Gatorland announces largest expansion since ‘49

News-Gazette Photo/Martin Maddock

Ground was broken last week for Gatorland’s new attraction, Gator Joe’s Adventure Outpost.

By Charlie Reed

For the News-Gazette

Gatorland’s push toward adventure experiences and entertainment was on display last week at the venerable attraction.

Always owned and operated by the Godwin family, the park broke ground on a new swamp buggy adventure

News-Gazette Photo/Martin Maddock
Ground was broken last week for Gatorland’s new attraction, Gator Joe’s Adventure Outpost.

April 19, it’s largest expansion since opening in 1949.

“Gator Joe’s Adventure Outpost” – named for a longtime employee – is where visitors will soon be able to jump aboard one of three custom-made swamp buggies.

They cut through rough-cut paths in the Florida scrub that surrounds and makes up Gatorland. The open-air vehicles sit high up off the ground. They have a monster-truck feel and offer a purposefully bumpy ride.

Staying true to its name, alligators and Florida crocodiles are part of the new tour. The buggy ride includes splashing down into a gator pond with underwater fencing, letting passengers feed the reptiles and stopping at an actual alligator graveyard.

Gatorland, which opened 20 years before Disney World arrived in 1971, has branched out over the years. It’s transformed from an old-fashioned attraction to a modern-day theme park, with ziplines instead of roller coasters and real animals instead of animatronics.

Gatorland entertainers now include former Orlando radio personality Savannah, a self-professed alligator lover who often updates the park’s Facebook feed with live videos.
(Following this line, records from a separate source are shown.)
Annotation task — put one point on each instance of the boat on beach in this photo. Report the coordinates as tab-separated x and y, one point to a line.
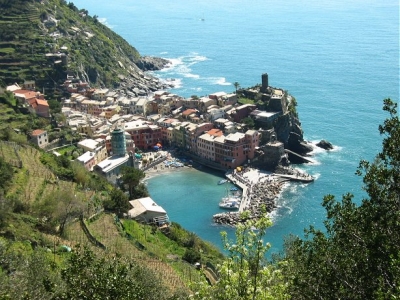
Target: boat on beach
230	203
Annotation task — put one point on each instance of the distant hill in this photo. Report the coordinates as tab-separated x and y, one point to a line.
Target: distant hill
48	39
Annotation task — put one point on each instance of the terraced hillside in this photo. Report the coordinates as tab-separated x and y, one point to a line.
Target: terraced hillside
32	180
46	40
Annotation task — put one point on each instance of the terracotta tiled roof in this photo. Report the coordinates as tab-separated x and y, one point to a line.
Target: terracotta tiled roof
215	132
27	94
188	112
42	102
37	132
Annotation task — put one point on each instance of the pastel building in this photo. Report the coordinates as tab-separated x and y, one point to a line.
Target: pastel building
147	211
110	168
40	138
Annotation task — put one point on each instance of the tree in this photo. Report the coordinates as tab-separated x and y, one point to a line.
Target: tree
131	177
245	273
6	173
88	277
236	85
358	257
249	122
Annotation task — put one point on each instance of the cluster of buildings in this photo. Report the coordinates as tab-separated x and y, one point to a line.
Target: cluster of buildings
29	98
208	127
114	125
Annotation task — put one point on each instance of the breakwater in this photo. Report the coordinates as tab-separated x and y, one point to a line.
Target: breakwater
259	190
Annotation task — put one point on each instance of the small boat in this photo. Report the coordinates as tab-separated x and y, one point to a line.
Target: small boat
229	203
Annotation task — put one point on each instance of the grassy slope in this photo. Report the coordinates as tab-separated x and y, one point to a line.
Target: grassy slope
24	40
34	181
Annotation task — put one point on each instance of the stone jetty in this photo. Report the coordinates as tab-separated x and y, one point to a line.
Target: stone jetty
259	189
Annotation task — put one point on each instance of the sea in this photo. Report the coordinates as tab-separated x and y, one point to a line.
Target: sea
339	59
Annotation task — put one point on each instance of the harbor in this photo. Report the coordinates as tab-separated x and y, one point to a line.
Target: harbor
260	189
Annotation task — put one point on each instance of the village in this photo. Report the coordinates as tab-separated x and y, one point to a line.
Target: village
126	129
207	128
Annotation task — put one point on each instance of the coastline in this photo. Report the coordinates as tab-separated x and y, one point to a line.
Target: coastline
260	189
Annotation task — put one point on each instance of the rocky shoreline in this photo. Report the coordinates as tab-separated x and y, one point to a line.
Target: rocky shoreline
262	194
259	190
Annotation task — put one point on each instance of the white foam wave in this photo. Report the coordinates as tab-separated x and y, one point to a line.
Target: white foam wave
190	75
104	22
218	81
195	58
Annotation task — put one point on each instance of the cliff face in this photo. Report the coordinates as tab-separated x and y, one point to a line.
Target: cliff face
46	40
Some employees are theme actors while others are more hands-on animal keepers that introduce the park’s smaller reptiles to the public.

Justin White, a 26-year-old UCF graduate, has worked at Gatorland for five years. He climbed his way up from a retail sales position to gator handler, one of the most coveted jobs at the park.
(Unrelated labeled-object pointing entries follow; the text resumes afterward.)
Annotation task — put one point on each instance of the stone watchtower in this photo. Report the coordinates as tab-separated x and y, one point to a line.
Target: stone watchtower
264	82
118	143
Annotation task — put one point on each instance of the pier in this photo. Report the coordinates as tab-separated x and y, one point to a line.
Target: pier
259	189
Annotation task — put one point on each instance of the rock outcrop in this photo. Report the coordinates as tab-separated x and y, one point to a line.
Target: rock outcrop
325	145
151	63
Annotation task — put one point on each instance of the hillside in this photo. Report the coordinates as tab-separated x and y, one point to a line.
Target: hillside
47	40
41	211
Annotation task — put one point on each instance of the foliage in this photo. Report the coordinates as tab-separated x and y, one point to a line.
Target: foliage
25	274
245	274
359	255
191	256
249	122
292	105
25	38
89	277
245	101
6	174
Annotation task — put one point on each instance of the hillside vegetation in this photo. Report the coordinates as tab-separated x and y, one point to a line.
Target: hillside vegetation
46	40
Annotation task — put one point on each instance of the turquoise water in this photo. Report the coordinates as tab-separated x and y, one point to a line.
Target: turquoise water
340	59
“I love it. I get to teach people about my favorite animal in the world,” White said.

The park’s success, say members of the Godwin family, is that it highlights Florida’s natural wonders and has never expected its gators to compete with Mickey Mouse.

Gatorland has partnerships with other smaller, local Central Florida attractions – from Fun Spot Orlando to Boggy Creek Airboat Rides – which helps the group through shared promotions, said President and CEO Mark McHugh, who married a Godwin daughter.

The attraction also works with Experience Kissimmee and Visit Florida, public-private tourism marketing organizations to expand its brand to national and international markets. 
Tourism is a difficult business that he wouldn’t trade for the world, said McHugh.

“We’re learning that people want an experience, not just a place to walk around,” he said.

Nancy Godwin remembers coming to Gatorland for the first time in October 1956 to meet her soon-to-be husband’s family.

Nancy and Owen Godwin Jr. were married 59 years and raised two daughters just outside Tampa though Gatorland was always their stomping ground. Now 80, Nancy is a retired executive secretary and Owen Jr., now deceased, was a mechanical engineer.

They lived out of town and didn’t handle day-to-day Gatorland operation. But they always stayed closely connected to the family business, said Godwin, a member of the park’s board of directors who came out for the expansion event Wednesday.

“We’re all so proud of how far it’s come,” she said.